Some examples might illustrate the point. If a guest or relative falls down your basement steps due to his or her inattentiveness, you are not liable--you did nothing wrong. Similarly, if a neighbor trips on your sidewalk, or on a log in plain view in your backyard, again, you would not be liable.
Here is the general rule in Ohio for your duties as a landowner: you owe a duty to warn of, or make safe, any hazard that you know of or should know of if you had exercised due diligence. Now let's take that standard and apply it to an example where a landowner would be negligent and therefore liable for injuries to a guest or invitee (a person on your land with permission).

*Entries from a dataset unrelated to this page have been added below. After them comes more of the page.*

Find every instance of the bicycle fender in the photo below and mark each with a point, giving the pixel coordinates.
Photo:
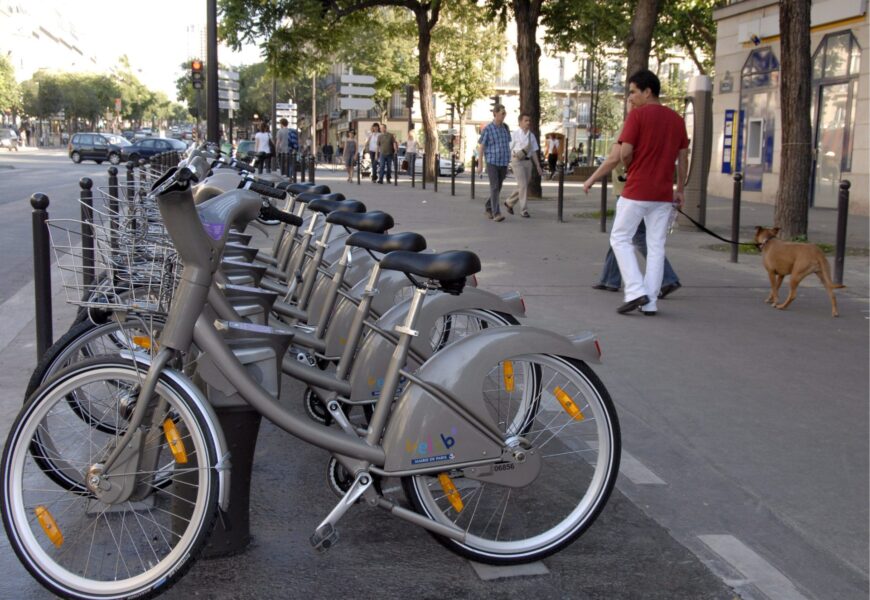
(424, 431)
(223, 466)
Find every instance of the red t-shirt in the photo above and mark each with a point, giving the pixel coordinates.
(657, 135)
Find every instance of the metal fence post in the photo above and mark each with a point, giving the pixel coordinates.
(735, 215)
(87, 214)
(41, 274)
(842, 219)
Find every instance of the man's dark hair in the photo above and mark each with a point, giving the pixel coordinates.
(646, 80)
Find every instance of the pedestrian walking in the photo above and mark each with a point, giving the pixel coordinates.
(524, 153)
(552, 152)
(411, 150)
(349, 154)
(371, 147)
(494, 147)
(387, 148)
(282, 146)
(652, 140)
(263, 148)
(611, 279)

Let's say you know of a rather large hole in your backyard that is hidden by overgrown grass. You know it's there because you cut the grass. But, over the course of time, you don't fill the hole, and you don't mark it as a hole or warn anyone of the hole. You or your kids invite some friends over and a guest promptly breaks his ankle while engaging in some backyard activity.
In this instance, your failure to warn of, or make safe, a hazard like a hidden hole would probably render you negligent under Ohio premises liability law. What is important to remember, however, is that every case is different, and there are no hard and fast rules here. Change a fact or two in any one of those examples and it could mean the difference between being liable for negligence or not. The key for any landowner is to use common sense and take reasonable efforts to maintain the safety of your property.